Introduction to the Tridena GDPR Compliance Toolkit
On 25th May 2018 the General Data Protection Regulation came into force across Europe. The Regulation has been made law in the UK via The Data Protection Act(DPA) 2018 and takes penalties for non-compliance with data laws up to a maximum of 20 million euros or 4% of turnover, whichever is the greater. The vast majority of UK companies must be compliant. Compliance with data privacy requirements must be a common part of business functions if companies wish to reduce their risk. The Tridena GDPR(DPA 2018) Compliance Toolkit will provide you all the key information you require.

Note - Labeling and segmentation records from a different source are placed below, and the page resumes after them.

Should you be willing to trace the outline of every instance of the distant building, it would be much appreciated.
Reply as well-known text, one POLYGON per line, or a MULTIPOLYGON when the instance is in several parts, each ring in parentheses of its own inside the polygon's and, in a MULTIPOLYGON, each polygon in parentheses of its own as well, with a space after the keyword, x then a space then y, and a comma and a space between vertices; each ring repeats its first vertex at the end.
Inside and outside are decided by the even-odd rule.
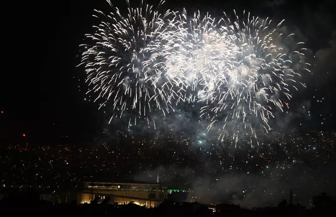
POLYGON ((159 206, 168 194, 168 185, 151 183, 84 182, 78 204, 134 203, 147 208, 159 206))

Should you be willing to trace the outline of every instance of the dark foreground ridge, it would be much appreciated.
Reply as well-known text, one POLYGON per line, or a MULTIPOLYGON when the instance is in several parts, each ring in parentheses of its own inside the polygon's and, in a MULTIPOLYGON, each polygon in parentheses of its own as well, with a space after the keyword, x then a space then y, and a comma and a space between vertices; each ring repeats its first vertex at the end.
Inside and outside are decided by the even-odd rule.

UK companies will need to manage their data more robustly than ever before. GDPR (DPA 2018) has strict rules on obtaining, processing, retaining and deleting personal data. The Regulation also allows for far greater subject access to data held.
Getting started with GDPR(DPA 2018) compliance
Companies would be advised to complete a full audit of the personal data and sensitive personal data that is processed by the business. Such personal data will be held on a number of different subject categories, for example, employees, customers, contractors. The audit will identify gaps in compliance and will lead to a range of actions in order to achieve compliance with GDPR(DPA 2018). These activities can be prioritised to ensure any higher risk areas are addressed as a matter of priority.
Companies will need to review existing policies and, in all likelihood, create new supporting documentation. For example, a company’s data protection policy will almost certainly require updating and new additional documents such as an information security policy and a data breach policy are likely to be required.
Employment contract clauses need scrutiny as the traditional method on relying on consent for the processing of employee data is not the preferred or recommended approach under GDPR(DPA 2018).
Companies must also consider their relationships with third parties who might process personal data on their behalf. GDPR(DPA 2018) contains strict rules around such processing.
Help from Tridena
We are experts in data privacy and are certified information privacy professionals. We are able to provide advice on basic GDPR (DPA 2018) compliance up to complex international data sharing practices. We have developed a GDPR(DPA 2018)compliance toolkit in partnership with a respected HR consultancy.
We offer the documents listed below within a ‘toolkit’ to support you in becoming GDPR(DPA 2018) compliant. Further support can be obtained from Tridena as required (standard fees apply).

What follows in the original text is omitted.